23-01-2009 Par Jean PIEL
D’un côté, les multinationales et les pays acquéreurs de terres agricoles à l’étranger : pour eux, cela ne fait aucun doute, ces contrats représentent une opportunité pour des pays parfois très pauvres. De l’autre, les mouvements écologistes et les associations de défense des droits Humains : ils dénoncent le déséquilibre de ces contrats et les dérives inéluctables d’une telle pratique. Au centre, les institutions internationales – en premier lieu, la Fao– : elles restent circonspectes, mais ne veulent négliger aucune source d’enrichissement pour certains Etats en grave difficulté financière, rappelant que la course à la terre a historiquement toujours existé.
Des pays en dEveloppement demandeurs
Spécialiste des questions foncières à la Fao, Paul Mathieu estime, dans Le Monde, que «ce phénomène comporte des risques, comme l’expropriation des paysans les plus pauvres. Mais, il peut aussi constituer une opportunité. A l’échelle mondiale, il faut augmenter la production agricole. Un accord gagnant-gagnant suppose des apports de capitaux et de technologies pour améliorer la productivité des terres, en veillant à ne pas sacrifier les habitants. De tels contrats doivent s’inscrire dans un processus de développement durable».

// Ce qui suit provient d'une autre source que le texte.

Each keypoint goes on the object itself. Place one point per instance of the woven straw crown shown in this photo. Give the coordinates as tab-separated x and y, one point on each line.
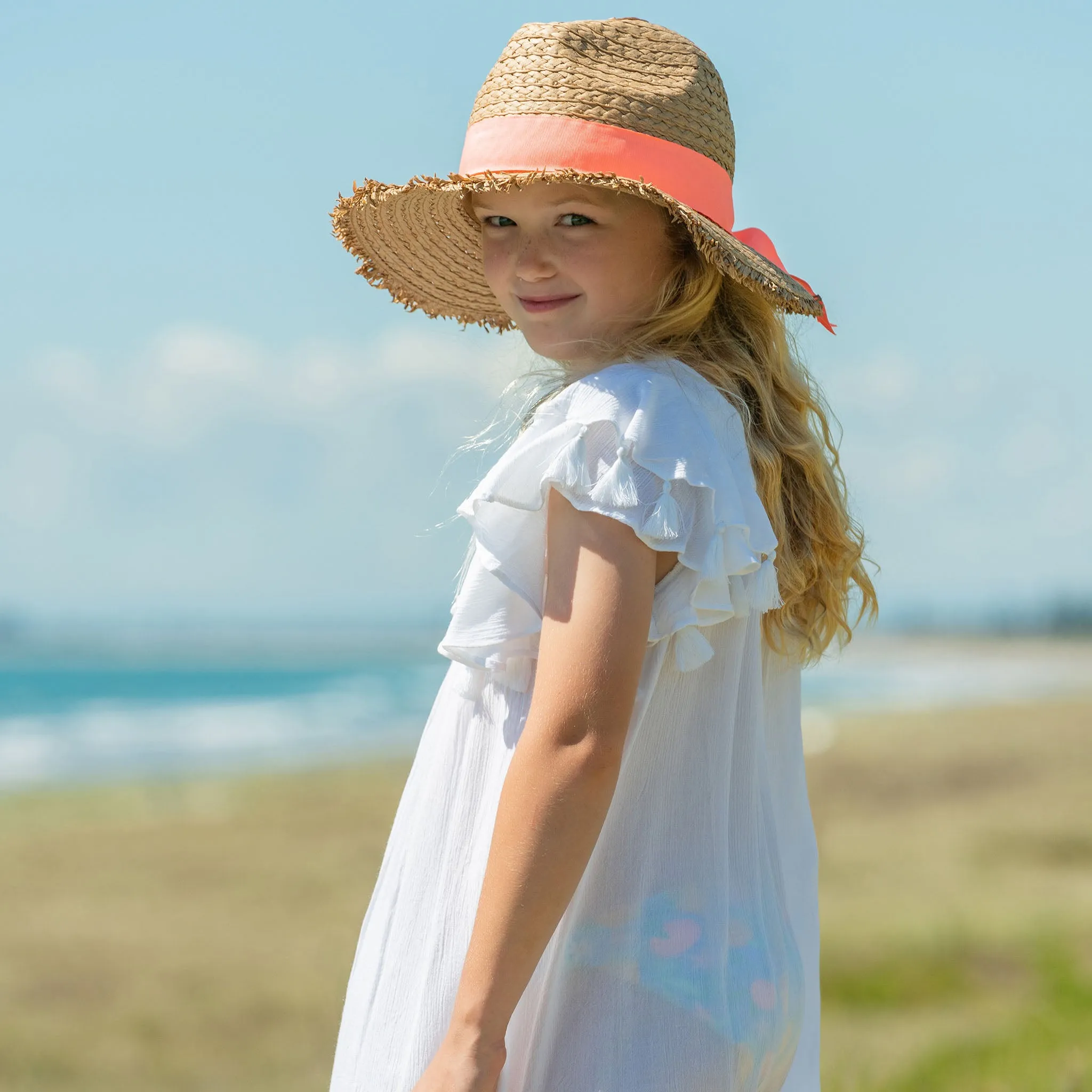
419	242
622	73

Au demeurant, la demande vient parfois des pays détenteurs de terres eux-mêmes. Ainsi, l’Indonésie et la Papouasie ont démarché des investisseurs saoudiens, leur offrant un million d’hectares pour qu’ils puissent y produire des céréales. A Madagascar, le Président Marc Ravalomanana souligne que l’accord conclu avec Daewoo Logistics permettra de moderniser l’agriculture et créera 70 000 emplois. Un chiffre moins impressionnant qu’il n’y paraît cependant pour la location de 1,3 million d’hectares pendant 99 ans. «Ils ont les terres, nous avons l’argent», résume sobrement un investisseur saoudien dans le Wall Street Journal.
Menaces sur l’environnement et l’economie
Le déséquilibre entre des Etats riches ou des multinationales et des pays aux caisses désespérément vides est évident. Sans compter les risques de corruption. Quant à la loi, elle reste une protection illusoire. Ainsi la législation malgache interdit à un opérateur étranger d’acheter plus de 2,5 hectares. Du coup, Daewoo Logistics a conclu, sur 1,3 million d’hectares, un contrat de location… de 99 ans. Pourtant tenu à une certaine obligation de réserve comme tout diplomate onusien, le directeur général de la Fao, Jacques Diouf, avoue redouter, dans la multiplication de ces acquisitions de terres agricoles à l’étranger, «l’émergence d’un pacte néocolonial pour la fourniture de matières premières, sans valeur ajoutée pour les pays détenteurs des sols».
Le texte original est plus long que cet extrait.